Kielland dio prisa al administrador para que subiera rápidamente la escalera, y suspiró aliviado cuando la escotilla se cerró tras ellos. Los motores a chorro rugieron y esparcieron hirviente barro por todas partes mientras la plataforma de aterrizaje se ladeaba perdiendo el equilibrio y contestaba a los motores con otro rugido antes de hundirse.
Kielland se limpió el sudor de la frente y con un estremecimiento, se dejó caer en su asiento.
—Nosotros éramos los estúpidos —exclamó.
—Debo admitir —añadió más tarde, dirigiéndose a Simpson, que estaba asombrado y muy cansado— que no esperaba que actuaran tan rápidamente. Pero cuando uno decide de pronto que alguien es estúpido, debemos pensar al mismo tiempo que quizás no lo sea.
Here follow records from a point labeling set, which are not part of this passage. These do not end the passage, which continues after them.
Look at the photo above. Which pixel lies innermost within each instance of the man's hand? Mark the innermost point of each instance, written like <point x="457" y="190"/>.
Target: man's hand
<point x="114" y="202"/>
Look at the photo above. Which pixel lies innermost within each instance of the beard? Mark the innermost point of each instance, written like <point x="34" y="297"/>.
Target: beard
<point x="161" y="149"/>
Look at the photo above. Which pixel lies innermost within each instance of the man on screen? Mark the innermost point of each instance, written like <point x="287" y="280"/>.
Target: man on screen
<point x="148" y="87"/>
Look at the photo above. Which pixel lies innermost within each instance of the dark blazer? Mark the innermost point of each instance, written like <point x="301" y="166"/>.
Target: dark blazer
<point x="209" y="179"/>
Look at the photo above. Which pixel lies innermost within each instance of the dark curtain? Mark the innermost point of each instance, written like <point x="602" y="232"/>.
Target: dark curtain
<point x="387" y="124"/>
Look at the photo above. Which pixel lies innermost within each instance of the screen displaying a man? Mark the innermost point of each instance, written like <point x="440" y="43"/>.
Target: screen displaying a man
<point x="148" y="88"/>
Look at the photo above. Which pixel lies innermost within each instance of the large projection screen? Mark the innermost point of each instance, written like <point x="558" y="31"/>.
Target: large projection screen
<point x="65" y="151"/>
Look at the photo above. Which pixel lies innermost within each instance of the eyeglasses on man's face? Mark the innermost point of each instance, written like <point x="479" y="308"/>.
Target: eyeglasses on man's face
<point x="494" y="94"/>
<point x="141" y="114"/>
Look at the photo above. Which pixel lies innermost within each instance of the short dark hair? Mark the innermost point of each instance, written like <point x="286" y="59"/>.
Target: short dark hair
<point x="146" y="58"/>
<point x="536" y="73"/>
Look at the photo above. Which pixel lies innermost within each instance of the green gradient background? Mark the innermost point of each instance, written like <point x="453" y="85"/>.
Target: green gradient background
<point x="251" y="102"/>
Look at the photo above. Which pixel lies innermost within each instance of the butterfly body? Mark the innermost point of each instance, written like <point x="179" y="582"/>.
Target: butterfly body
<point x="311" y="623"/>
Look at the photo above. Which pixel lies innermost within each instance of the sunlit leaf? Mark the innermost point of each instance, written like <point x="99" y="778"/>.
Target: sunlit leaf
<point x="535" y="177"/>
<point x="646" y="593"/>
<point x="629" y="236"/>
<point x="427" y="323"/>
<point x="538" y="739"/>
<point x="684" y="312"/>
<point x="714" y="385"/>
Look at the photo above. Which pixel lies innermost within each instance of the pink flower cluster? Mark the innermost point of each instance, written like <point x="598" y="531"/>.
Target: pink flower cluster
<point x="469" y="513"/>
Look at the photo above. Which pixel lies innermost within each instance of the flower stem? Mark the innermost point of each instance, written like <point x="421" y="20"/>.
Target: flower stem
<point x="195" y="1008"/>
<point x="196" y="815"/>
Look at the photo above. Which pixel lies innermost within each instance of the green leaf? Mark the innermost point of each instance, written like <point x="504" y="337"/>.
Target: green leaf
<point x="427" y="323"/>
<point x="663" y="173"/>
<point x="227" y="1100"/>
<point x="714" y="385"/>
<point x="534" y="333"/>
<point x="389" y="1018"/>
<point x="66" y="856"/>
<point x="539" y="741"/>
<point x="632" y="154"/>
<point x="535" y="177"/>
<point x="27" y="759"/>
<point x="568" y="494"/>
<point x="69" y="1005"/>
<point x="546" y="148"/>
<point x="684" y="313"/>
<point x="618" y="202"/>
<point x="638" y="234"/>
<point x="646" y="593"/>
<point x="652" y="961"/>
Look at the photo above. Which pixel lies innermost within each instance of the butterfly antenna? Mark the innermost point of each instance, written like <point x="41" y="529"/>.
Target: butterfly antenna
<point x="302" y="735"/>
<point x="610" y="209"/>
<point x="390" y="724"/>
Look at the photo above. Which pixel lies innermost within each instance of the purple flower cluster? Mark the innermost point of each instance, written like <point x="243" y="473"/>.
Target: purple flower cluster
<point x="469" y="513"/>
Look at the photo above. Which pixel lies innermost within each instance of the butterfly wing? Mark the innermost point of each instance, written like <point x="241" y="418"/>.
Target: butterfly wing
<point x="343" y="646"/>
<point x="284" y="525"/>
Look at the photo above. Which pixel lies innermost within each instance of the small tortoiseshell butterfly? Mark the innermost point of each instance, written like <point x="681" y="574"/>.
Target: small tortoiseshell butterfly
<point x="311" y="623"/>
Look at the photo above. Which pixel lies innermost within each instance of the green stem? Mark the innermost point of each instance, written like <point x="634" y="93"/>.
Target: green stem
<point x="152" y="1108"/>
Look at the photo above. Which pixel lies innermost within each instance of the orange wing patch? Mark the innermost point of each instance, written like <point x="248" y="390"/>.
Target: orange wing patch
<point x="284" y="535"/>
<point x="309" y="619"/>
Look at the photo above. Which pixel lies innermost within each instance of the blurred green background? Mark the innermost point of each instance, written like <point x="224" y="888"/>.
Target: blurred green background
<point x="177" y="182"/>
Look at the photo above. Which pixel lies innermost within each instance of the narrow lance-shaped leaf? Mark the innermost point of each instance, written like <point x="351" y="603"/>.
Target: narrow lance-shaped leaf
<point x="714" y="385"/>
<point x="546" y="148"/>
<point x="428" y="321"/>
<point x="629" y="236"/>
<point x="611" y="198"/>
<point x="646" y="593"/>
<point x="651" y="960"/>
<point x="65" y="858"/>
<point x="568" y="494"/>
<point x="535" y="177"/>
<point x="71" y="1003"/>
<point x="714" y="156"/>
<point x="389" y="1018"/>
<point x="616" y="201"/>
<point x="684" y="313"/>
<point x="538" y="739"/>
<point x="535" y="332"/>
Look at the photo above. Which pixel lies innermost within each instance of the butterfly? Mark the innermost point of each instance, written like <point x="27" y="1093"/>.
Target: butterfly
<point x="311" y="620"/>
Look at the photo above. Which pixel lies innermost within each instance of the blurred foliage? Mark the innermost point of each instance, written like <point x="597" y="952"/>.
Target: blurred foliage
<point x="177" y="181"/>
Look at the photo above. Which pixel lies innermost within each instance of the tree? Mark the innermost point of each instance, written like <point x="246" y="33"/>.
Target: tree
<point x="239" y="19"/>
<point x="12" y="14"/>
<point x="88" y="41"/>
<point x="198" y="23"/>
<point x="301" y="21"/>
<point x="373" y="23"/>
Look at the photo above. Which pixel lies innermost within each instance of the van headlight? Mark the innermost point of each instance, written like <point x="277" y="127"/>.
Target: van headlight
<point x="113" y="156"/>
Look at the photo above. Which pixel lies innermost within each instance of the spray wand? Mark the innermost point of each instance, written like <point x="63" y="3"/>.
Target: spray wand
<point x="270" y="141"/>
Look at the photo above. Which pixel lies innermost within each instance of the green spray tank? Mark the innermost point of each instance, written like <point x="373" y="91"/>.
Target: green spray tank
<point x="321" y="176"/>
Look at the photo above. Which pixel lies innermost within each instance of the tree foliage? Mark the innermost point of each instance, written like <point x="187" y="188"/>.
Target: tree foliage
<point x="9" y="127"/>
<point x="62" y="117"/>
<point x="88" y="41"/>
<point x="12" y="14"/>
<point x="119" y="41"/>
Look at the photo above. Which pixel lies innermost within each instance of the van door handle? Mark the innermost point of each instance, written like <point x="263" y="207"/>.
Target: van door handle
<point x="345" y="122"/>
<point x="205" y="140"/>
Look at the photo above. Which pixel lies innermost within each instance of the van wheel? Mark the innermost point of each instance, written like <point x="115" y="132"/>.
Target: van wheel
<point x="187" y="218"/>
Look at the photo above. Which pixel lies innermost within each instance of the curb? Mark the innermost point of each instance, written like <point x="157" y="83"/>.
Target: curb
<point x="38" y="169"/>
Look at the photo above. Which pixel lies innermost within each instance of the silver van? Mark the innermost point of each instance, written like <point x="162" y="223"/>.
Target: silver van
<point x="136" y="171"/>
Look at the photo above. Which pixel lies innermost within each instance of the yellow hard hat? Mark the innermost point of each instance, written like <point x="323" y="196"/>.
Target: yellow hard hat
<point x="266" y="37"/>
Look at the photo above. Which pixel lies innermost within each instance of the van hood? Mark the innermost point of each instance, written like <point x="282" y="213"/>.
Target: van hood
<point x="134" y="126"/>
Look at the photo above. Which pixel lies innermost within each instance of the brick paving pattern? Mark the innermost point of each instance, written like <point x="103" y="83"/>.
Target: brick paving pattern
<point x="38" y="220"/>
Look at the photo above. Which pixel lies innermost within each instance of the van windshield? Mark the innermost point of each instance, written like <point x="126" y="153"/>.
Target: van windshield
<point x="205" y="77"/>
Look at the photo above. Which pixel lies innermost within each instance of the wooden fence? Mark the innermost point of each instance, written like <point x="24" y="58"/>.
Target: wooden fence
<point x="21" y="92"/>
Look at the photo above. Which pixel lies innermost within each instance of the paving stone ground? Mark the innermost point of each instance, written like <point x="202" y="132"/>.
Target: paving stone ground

Hubiésemos tenido que hacer caso a los tests del doctor Tarnier. Cierto que no estaban hechos para venusianos, pero sí estaban hechos para medir la inteligencia. Y la inteligencia es una cualidad que no cambia, ni con el ambiente ni porque se trate de otra especie. Los tests indican si hay inteligencia o si no la hay, y el buen doctor nos dijo inequívocamente que en este caso la había.
—Pero la manera como procedían…
—Incluso eso nos habría tenido que abrir los ojos. Existe una tenue línea que separa la más increíble estupidez de la más increíble terquedad. Y a veces es muy difícil distinguirla. Yo no la distinguí hasta que no les sorprendí cogiendo las cápsulas de tetraciclina de mi maleta de muestras. Entonces empecé a darme cuenta de lo que había pasado. Esos perritos del barro estaban firme y tenazmente determinados a expulsar de Venus a la Piper Venusian Installation. No les importaban los medios… Sólo querían que nos fuéramos.
—Pero… ¿por qué? No les hacíamos daño. En Venus hay abundancia de barro.
—¡Ah! Pero quizá no había demasiado barro gris azulado, el que nosotros buscábamos. Suponga usted que una nave del espacio se posa en un campo de trigo de Kansas en el tiempo de la recolección de la cosecha y la tripulación de la nave empieza a cargar trigo en ella… ¿Cree usted que al campesino no le importará? Después de todo, hay en la Tierra mucha vegetación.
—¿Es que ellos… cultivan el producto?
—Lo cultivan porque lo necesitan —repuso Kielland—. Dios sabe por qué suerte de metabolismo la tetraciclina se convierte en alimento… y ellos cultivan ese barro, que lleva una gran concentración de antibiótico, porque es su alimento. Lo cultivan, lo recolectan y viven de él. Incluso la manera como se sacuden cuando salen del barro es una prueba. ¿Qué mejor manera de plantar su cosechaque hacerlo a todo su alrededor? Nosotros veníamos a robarles su alimento, amigo mío; no podemos enfadarnos con ellos porque nos lo hayan impedido.
—Bien, pues si piensan que pueden echarnos así como así, tendrán ocasión de hacer uso de esa brillante inteligencia suya para vencernos —dijo Simpson, colérico—. Traeremos aquí los suficientes equipos para arrojarles de sus posesiones.
—¿Por qué? —preguntó Kielland—. Después de todo, ellos sacan a la superficie su barro con mucha mayor eficacia que nosotros. Y los almacenes de Piper, allá en la Tierra, están llenos de anticuados e inútiles antibióticos que no pueden ya vender. No, no creo que tengamos que sacar más barro cuando basta con establecer con ellos un simple convenio comercial.
Se retrepó en su asiento y contempló por la ventanilla cómo el enorme transporte orbital se alzaba. Luego buscó su pulverizador para la garganta y se administró una liberal dosis, preparándose para retoñar a la civilización.
—Naturalmente —continuó—, los nativos van a preguntarse qué clase de idiotas somos nosotros al pretender venderles puro y refinado extracto de bistec venusiano a cambio de crudos trozos de tierra nativa no refinada. Pero creo que podemos permitirnos el lujo de dejarles que se maravillen durante un tiempo.